Summer 2025 UFDS Undergraduate Research

This section is dedicated to my undergraduate research from the Summer of 2025. During this time period, other researchers and I partnered with the US Forest Inventory and Analysis Program (FIA) to collaborate on five different reasearch projects. Each individual was assigned two projects and below goes over the two I worked on throughout my time as an undergraduate researcher.

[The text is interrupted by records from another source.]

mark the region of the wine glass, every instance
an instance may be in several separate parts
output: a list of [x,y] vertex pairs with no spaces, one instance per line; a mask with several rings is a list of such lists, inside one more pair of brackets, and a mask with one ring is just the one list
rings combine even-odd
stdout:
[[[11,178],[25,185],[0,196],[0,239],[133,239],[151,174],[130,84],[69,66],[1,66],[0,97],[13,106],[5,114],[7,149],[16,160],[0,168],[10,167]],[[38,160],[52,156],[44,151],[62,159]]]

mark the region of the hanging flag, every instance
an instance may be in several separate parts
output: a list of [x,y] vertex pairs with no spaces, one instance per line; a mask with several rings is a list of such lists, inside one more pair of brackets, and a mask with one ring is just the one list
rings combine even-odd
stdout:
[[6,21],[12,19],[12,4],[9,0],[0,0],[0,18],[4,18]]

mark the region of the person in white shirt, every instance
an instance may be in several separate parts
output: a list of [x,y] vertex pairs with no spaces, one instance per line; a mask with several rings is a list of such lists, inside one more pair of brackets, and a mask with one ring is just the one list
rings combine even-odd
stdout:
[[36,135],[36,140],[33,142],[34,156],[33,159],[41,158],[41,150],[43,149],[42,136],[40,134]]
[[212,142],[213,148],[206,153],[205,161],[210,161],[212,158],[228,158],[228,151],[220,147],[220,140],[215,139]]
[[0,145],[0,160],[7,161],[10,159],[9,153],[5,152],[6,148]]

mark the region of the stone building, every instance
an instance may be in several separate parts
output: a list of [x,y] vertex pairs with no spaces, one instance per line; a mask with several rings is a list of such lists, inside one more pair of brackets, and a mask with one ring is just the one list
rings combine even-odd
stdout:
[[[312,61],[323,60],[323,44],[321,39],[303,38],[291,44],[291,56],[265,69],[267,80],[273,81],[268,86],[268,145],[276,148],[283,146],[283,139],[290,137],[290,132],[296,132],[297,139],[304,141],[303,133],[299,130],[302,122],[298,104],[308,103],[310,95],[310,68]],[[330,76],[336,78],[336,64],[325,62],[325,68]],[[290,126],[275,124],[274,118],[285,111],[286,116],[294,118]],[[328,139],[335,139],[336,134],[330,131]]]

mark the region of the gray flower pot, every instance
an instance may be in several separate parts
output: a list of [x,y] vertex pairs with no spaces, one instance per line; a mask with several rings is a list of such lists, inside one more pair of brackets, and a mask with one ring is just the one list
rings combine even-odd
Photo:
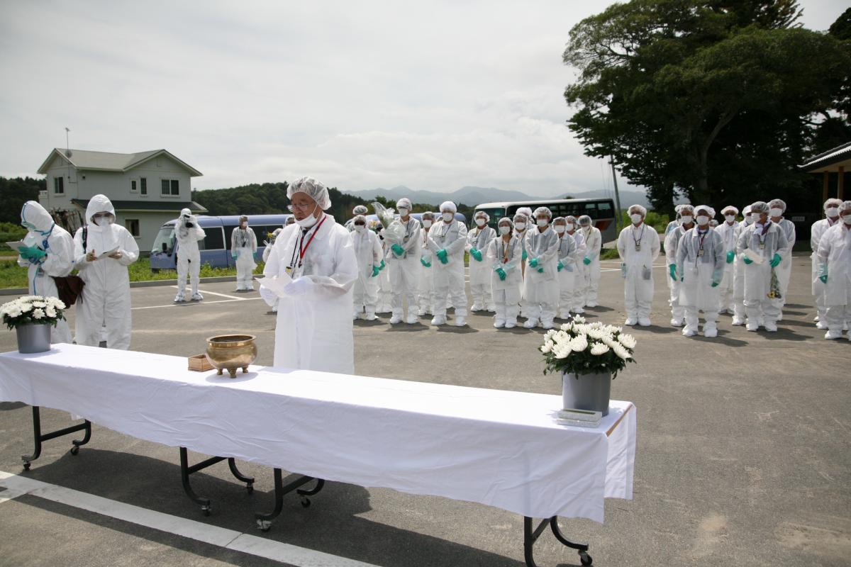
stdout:
[[24,354],[50,350],[50,326],[27,323],[15,327],[18,333],[18,352]]
[[612,391],[611,372],[595,374],[562,374],[562,404],[565,410],[602,411],[608,415],[608,400]]

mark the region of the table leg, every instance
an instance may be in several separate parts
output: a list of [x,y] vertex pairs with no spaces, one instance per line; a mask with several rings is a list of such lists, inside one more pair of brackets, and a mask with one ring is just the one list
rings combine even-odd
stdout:
[[528,567],[536,567],[534,558],[533,557],[533,548],[534,547],[534,542],[540,537],[540,535],[546,530],[547,524],[552,530],[553,536],[556,539],[562,542],[563,545],[570,547],[571,549],[575,549],[580,554],[580,563],[583,565],[590,565],[593,559],[591,555],[588,554],[588,544],[584,543],[574,543],[564,536],[562,530],[558,527],[558,517],[553,516],[552,518],[547,518],[544,519],[538,527],[532,528],[532,519],[528,516],[523,518],[523,554],[526,559],[526,564]]
[[63,429],[59,429],[57,431],[51,431],[49,434],[42,434],[42,417],[41,417],[41,408],[37,405],[32,406],[32,438],[35,445],[35,449],[31,455],[22,455],[20,459],[24,462],[24,470],[30,470],[30,467],[33,461],[37,459],[42,454],[42,443],[48,441],[57,437],[61,437],[62,435],[67,435],[69,434],[76,433],[77,431],[84,431],[85,434],[80,440],[73,439],[71,441],[72,446],[71,448],[71,454],[77,455],[80,451],[80,445],[83,445],[92,439],[92,423],[88,419],[83,423],[78,423],[77,425],[71,425],[71,427],[65,428]]

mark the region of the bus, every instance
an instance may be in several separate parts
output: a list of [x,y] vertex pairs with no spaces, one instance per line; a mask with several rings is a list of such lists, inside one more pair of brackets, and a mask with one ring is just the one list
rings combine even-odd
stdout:
[[[288,214],[251,214],[248,215],[248,228],[257,236],[257,253],[254,261],[263,259],[264,242],[269,240],[269,233],[283,228],[287,224]],[[201,264],[210,264],[213,268],[233,268],[236,260],[231,257],[231,233],[239,225],[239,216],[197,217],[198,225],[204,230],[204,239],[198,241],[201,251]],[[176,269],[177,255],[175,250],[174,224],[177,219],[169,220],[160,227],[151,249],[151,271]]]
[[[603,242],[611,242],[618,237],[615,224],[614,201],[612,199],[551,199],[549,201],[511,201],[482,203],[476,211],[484,211],[490,217],[488,226],[496,228],[503,217],[513,218],[514,213],[521,207],[528,207],[534,212],[539,207],[545,207],[552,211],[552,218],[572,215],[577,220],[584,214],[591,217],[594,226],[600,230]],[[534,222],[533,220],[533,222]]]

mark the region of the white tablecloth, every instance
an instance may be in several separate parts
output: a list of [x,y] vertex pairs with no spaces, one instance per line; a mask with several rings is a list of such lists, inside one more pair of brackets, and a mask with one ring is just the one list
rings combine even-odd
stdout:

Project #1: Assessing a CONUS-wide Synthetic Population of Forest Attributes

Beginning with my first project, my research team and I were tasked with determining if a KBAABB population is a good proxy for the true population of forest attributes, focusing on basal area, volume, count, biomass, and carbon. However, before diving head first into this project, it is essential that we have an understanding of what KBAABB is. Simply put, KBAABB is a synthetic population of the previously mentioned forest attributes created by using bootstrap-weighted sampling borrowing from kNN (k-Nearest-Neighbors).There were different types of KBAAB population each being, TNT(tree/no tree), Class(Vegetation class) and Subclass(Vegetation Subclass). All three of these KBAABB population where put up against actual FIA forest data to see whether or not any of these classes are a good proxy. The reason why KBABB was our main point of interest was due to having the potential to represent the true population of forests in the US while also being helpful in running simulations when the true population is required. So with this in mind, let’s focus on what I managed to accomplish on this project.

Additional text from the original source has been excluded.